I cannolicchi, chiamati anche cannelli o capelunghe, sono dei molluschi bivalvi della famiglia delle Solenidae (nome scientifico Solen ensis).

 

 

La conchiglia dei cannolicchi ha forma rettangolare, lunga e stretta, in genere di circa 12-15 cm per 2 cm. Il cannello è provvisto di un piede che gli consente di scavare gallerie nella sabbia, dove passa la maggior parte del tempo come individuo bentonico infossato.

Ha, inoltre, due sifoni che emergono dal lato opposto con i quali respira e filtra il nutrimento (fitoplancton).

Vive in posizione verticale prediligendo fondali sabbiosi o fangosi in acque poco profonde (fino a 20 metri di profondità).

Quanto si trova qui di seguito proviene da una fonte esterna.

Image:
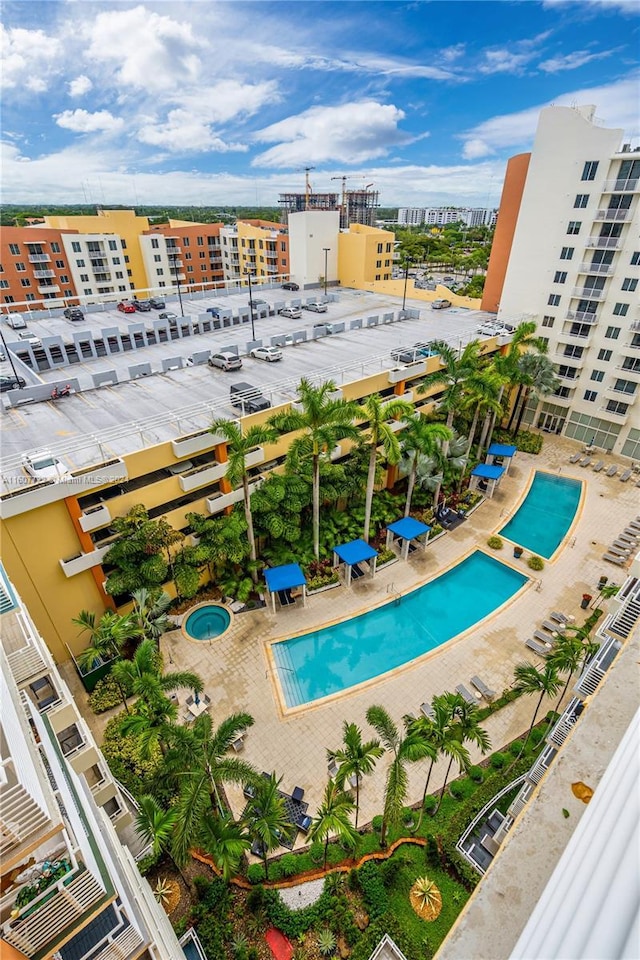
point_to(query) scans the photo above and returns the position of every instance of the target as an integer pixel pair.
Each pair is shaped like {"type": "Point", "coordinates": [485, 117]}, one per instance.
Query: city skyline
{"type": "Point", "coordinates": [228, 103]}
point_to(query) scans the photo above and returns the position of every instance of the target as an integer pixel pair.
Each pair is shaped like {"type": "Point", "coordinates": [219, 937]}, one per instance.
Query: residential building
{"type": "Point", "coordinates": [577, 269]}
{"type": "Point", "coordinates": [70, 885]}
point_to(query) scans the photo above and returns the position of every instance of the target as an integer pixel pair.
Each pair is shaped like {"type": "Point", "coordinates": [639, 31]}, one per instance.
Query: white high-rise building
{"type": "Point", "coordinates": [574, 262]}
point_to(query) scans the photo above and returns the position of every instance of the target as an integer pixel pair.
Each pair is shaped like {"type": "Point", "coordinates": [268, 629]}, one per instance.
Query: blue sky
{"type": "Point", "coordinates": [209, 103]}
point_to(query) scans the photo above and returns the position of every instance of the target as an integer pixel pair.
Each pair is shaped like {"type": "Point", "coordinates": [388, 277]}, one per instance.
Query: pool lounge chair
{"type": "Point", "coordinates": [466, 694]}
{"type": "Point", "coordinates": [481, 686]}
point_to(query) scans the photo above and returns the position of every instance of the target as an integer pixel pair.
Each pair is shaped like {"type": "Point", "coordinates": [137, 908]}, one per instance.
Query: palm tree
{"type": "Point", "coordinates": [332, 819]}
{"type": "Point", "coordinates": [378, 411]}
{"type": "Point", "coordinates": [531, 680]}
{"type": "Point", "coordinates": [454, 371]}
{"type": "Point", "coordinates": [356, 759]}
{"type": "Point", "coordinates": [266, 817]}
{"type": "Point", "coordinates": [239, 446]}
{"type": "Point", "coordinates": [405, 750]}
{"type": "Point", "coordinates": [419, 438]}
{"type": "Point", "coordinates": [322, 422]}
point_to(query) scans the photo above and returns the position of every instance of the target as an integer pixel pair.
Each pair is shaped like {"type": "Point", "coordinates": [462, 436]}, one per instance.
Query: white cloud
{"type": "Point", "coordinates": [350, 133]}
{"type": "Point", "coordinates": [79, 86]}
{"type": "Point", "coordinates": [571, 61]}
{"type": "Point", "coordinates": [616, 105]}
{"type": "Point", "coordinates": [81, 121]}
{"type": "Point", "coordinates": [29, 57]}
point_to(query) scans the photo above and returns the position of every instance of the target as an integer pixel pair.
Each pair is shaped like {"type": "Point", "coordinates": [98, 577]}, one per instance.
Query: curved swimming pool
{"type": "Point", "coordinates": [545, 515]}
{"type": "Point", "coordinates": [335, 658]}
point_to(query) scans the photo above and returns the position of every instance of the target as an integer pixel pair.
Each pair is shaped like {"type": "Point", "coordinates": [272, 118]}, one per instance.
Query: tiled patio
{"type": "Point", "coordinates": [236, 668]}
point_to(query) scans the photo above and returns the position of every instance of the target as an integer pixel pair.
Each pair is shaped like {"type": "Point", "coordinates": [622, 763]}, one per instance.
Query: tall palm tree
{"type": "Point", "coordinates": [378, 411]}
{"type": "Point", "coordinates": [530, 680]}
{"type": "Point", "coordinates": [322, 422]}
{"type": "Point", "coordinates": [419, 438]}
{"type": "Point", "coordinates": [454, 371]}
{"type": "Point", "coordinates": [239, 446]}
{"type": "Point", "coordinates": [332, 819]}
{"type": "Point", "coordinates": [356, 759]}
{"type": "Point", "coordinates": [266, 817]}
{"type": "Point", "coordinates": [404, 749]}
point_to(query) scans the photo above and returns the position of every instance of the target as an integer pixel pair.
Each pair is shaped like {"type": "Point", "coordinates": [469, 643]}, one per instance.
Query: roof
{"type": "Point", "coordinates": [488, 471]}
{"type": "Point", "coordinates": [408, 528]}
{"type": "Point", "coordinates": [284, 577]}
{"type": "Point", "coordinates": [355, 551]}
{"type": "Point", "coordinates": [502, 450]}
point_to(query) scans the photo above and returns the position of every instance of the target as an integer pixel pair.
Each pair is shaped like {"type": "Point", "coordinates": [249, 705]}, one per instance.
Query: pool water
{"type": "Point", "coordinates": [545, 516]}
{"type": "Point", "coordinates": [335, 658]}
{"type": "Point", "coordinates": [207, 622]}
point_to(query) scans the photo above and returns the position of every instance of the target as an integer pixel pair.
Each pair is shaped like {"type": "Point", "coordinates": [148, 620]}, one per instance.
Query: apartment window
{"type": "Point", "coordinates": [616, 406]}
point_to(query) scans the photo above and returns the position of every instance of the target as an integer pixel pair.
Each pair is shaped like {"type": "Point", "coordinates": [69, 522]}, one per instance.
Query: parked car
{"type": "Point", "coordinates": [9, 382]}
{"type": "Point", "coordinates": [266, 353]}
{"type": "Point", "coordinates": [315, 306]}
{"type": "Point", "coordinates": [293, 312]}
{"type": "Point", "coordinates": [44, 466]}
{"type": "Point", "coordinates": [248, 398]}
{"type": "Point", "coordinates": [225, 361]}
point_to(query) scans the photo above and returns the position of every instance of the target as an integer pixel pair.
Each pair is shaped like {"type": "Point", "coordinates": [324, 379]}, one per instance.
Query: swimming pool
{"type": "Point", "coordinates": [546, 514]}
{"type": "Point", "coordinates": [335, 658]}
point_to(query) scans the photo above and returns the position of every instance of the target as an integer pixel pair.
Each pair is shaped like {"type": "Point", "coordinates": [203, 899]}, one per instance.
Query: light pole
{"type": "Point", "coordinates": [326, 252]}
{"type": "Point", "coordinates": [248, 275]}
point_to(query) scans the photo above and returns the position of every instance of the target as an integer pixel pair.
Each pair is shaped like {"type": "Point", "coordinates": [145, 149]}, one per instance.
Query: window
{"type": "Point", "coordinates": [589, 170]}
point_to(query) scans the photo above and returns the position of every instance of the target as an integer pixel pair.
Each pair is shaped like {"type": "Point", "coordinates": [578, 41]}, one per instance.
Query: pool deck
{"type": "Point", "coordinates": [237, 674]}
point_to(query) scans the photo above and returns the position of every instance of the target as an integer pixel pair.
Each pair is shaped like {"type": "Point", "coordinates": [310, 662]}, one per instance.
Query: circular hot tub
{"type": "Point", "coordinates": [206, 621]}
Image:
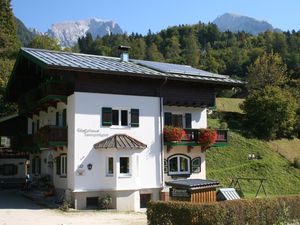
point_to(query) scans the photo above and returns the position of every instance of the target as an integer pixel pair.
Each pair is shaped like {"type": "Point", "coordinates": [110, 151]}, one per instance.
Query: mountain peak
{"type": "Point", "coordinates": [68, 32]}
{"type": "Point", "coordinates": [234, 22]}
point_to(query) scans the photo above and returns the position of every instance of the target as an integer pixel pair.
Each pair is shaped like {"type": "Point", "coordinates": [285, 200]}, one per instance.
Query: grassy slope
{"type": "Point", "coordinates": [229, 104]}
{"type": "Point", "coordinates": [232, 161]}
{"type": "Point", "coordinates": [287, 148]}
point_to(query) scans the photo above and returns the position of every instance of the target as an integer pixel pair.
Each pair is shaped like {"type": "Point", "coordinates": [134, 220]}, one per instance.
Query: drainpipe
{"type": "Point", "coordinates": [161, 128]}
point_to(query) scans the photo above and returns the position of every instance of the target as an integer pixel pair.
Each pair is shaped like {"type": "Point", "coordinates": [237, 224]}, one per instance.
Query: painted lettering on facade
{"type": "Point", "coordinates": [91, 132]}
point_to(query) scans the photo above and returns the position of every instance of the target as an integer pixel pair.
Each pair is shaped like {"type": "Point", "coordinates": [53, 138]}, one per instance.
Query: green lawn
{"type": "Point", "coordinates": [289, 148]}
{"type": "Point", "coordinates": [229, 104]}
{"type": "Point", "coordinates": [226, 163]}
{"type": "Point", "coordinates": [232, 161]}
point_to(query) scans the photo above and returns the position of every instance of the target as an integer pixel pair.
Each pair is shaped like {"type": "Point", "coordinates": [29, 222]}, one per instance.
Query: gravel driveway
{"type": "Point", "coordinates": [17, 210]}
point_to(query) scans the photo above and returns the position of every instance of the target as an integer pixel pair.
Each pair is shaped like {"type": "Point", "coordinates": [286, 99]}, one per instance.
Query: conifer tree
{"type": "Point", "coordinates": [9, 43]}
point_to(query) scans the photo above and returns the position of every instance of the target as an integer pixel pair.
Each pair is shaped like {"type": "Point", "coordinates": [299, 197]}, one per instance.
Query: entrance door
{"type": "Point", "coordinates": [144, 199]}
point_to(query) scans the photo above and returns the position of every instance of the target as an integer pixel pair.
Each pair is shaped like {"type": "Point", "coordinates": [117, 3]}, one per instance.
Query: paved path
{"type": "Point", "coordinates": [17, 210]}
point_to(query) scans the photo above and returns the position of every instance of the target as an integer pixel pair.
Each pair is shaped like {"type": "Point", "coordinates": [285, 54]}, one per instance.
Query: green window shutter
{"type": "Point", "coordinates": [39, 165]}
{"type": "Point", "coordinates": [135, 117]}
{"type": "Point", "coordinates": [168, 119]}
{"type": "Point", "coordinates": [106, 116]}
{"type": "Point", "coordinates": [57, 118]}
{"type": "Point", "coordinates": [188, 120]}
{"type": "Point", "coordinates": [15, 170]}
{"type": "Point", "coordinates": [58, 165]}
{"type": "Point", "coordinates": [33, 162]}
{"type": "Point", "coordinates": [64, 117]}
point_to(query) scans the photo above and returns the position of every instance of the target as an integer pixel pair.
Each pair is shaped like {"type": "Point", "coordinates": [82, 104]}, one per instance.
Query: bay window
{"type": "Point", "coordinates": [179, 165]}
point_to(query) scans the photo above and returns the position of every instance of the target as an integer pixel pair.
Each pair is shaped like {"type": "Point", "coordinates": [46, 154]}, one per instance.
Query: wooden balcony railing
{"type": "Point", "coordinates": [49, 135]}
{"type": "Point", "coordinates": [45, 93]}
{"type": "Point", "coordinates": [192, 136]}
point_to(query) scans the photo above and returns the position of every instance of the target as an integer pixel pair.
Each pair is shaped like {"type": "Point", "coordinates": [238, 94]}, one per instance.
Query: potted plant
{"type": "Point", "coordinates": [173, 134]}
{"type": "Point", "coordinates": [207, 137]}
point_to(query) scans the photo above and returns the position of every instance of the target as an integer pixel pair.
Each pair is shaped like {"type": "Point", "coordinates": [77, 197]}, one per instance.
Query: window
{"type": "Point", "coordinates": [110, 166]}
{"type": "Point", "coordinates": [196, 165]}
{"type": "Point", "coordinates": [32, 128]}
{"type": "Point", "coordinates": [61, 165]}
{"type": "Point", "coordinates": [8, 169]}
{"type": "Point", "coordinates": [124, 118]}
{"type": "Point", "coordinates": [179, 165]}
{"type": "Point", "coordinates": [57, 118]}
{"type": "Point", "coordinates": [135, 115]}
{"type": "Point", "coordinates": [124, 165]}
{"type": "Point", "coordinates": [36, 166]}
{"type": "Point", "coordinates": [115, 117]}
{"type": "Point", "coordinates": [121, 117]}
{"type": "Point", "coordinates": [165, 166]}
{"type": "Point", "coordinates": [64, 122]}
{"type": "Point", "coordinates": [176, 120]}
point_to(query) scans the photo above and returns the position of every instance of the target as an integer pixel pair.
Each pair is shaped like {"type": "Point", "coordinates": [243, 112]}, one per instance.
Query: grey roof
{"type": "Point", "coordinates": [120, 142]}
{"type": "Point", "coordinates": [192, 183]}
{"type": "Point", "coordinates": [76, 61]}
{"type": "Point", "coordinates": [227, 194]}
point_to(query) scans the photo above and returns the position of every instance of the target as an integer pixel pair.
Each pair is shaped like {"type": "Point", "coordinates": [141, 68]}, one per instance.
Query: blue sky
{"type": "Point", "coordinates": [141, 15]}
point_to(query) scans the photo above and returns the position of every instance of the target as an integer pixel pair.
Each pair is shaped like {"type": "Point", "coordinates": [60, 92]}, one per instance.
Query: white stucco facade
{"type": "Point", "coordinates": [144, 165]}
{"type": "Point", "coordinates": [87, 173]}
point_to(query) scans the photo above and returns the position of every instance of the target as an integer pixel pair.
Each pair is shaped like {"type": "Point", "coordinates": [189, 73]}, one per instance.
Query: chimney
{"type": "Point", "coordinates": [124, 53]}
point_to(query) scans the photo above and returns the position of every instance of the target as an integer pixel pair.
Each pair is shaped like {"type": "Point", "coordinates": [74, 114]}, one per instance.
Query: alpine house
{"type": "Point", "coordinates": [95, 124]}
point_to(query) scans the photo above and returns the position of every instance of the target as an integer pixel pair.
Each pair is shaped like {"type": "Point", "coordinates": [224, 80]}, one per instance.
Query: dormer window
{"type": "Point", "coordinates": [178, 120]}
{"type": "Point", "coordinates": [120, 117]}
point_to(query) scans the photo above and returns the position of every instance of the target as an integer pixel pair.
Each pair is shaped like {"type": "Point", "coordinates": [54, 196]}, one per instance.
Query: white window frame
{"type": "Point", "coordinates": [108, 173]}
{"type": "Point", "coordinates": [199, 167]}
{"type": "Point", "coordinates": [178, 172]}
{"type": "Point", "coordinates": [63, 165]}
{"type": "Point", "coordinates": [120, 117]}
{"type": "Point", "coordinates": [129, 167]}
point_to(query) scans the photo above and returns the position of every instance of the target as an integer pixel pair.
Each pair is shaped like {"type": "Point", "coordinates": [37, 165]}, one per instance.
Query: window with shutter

I cannolicchi sono diffusi in tutto il Mediterraneo, soprattutto nell'Alto Adriatico, nel Mar del Nord e nell'Oceano Atlantico settentrionale.

A seconda dei dialetti possono essere chiamati in modi diversi: "manego de coutelo" (Liguria), "manico de coltel" (Friuli), "capalonga" (Veneto), "arrasoias" (Sardegna), "manicaio" (Toscana). 

La pesca dei cannolicchi

Cannolicchi

I cannelli vengono pescati in due maniere differenti: con le reti dette "cannellare" a livello invasivo, le quali scavano fino a 20-25 metri di profondità, oppure a livello meno invasivo, artigianale, a mano o utilizzando dei piccoli aghi (ferretti). Un trucco per pescare i cannelli è spargere un po' di sale nella zona dove si vedono i buchi delle gallerie scavate e aspettare che fuoriescano da soli per via della differenza di salinità.

Negli ultimi anni c'è stata una grande moria di cannolicchi, proprio a causa dei metodi invasivi con i quali venivano pescati, tanto che per una decina d'anni la loro pesca è stata vietata.

Attualmente in Italia non ci sono allevamenti di cannolicchi, ma in Spagna sì. 

 

 

I cannolicchi in cucina

Il cannolicchio si trova in vendita in mazzetti o sfuso, generalmente ancora vivo, oppure surgelato. Va fatto spurgare bene in acqua salata per qualche ora prima del consumo, poiché tende a trattenere molta sabbia. 

Può essere mangiato crudo, previo abbattimento, con una spruzzata di limone (per i palati più temerari poiché ha un sapore molto forte!), oppure usato per condire la pasta o i risotti, gratinato al forno, sulla griglia a scottadito, al vapore.

Qualsiasi sia il metodo di cottura scelto va tenuto presente che il cannello cuoce in tempi brevissimi.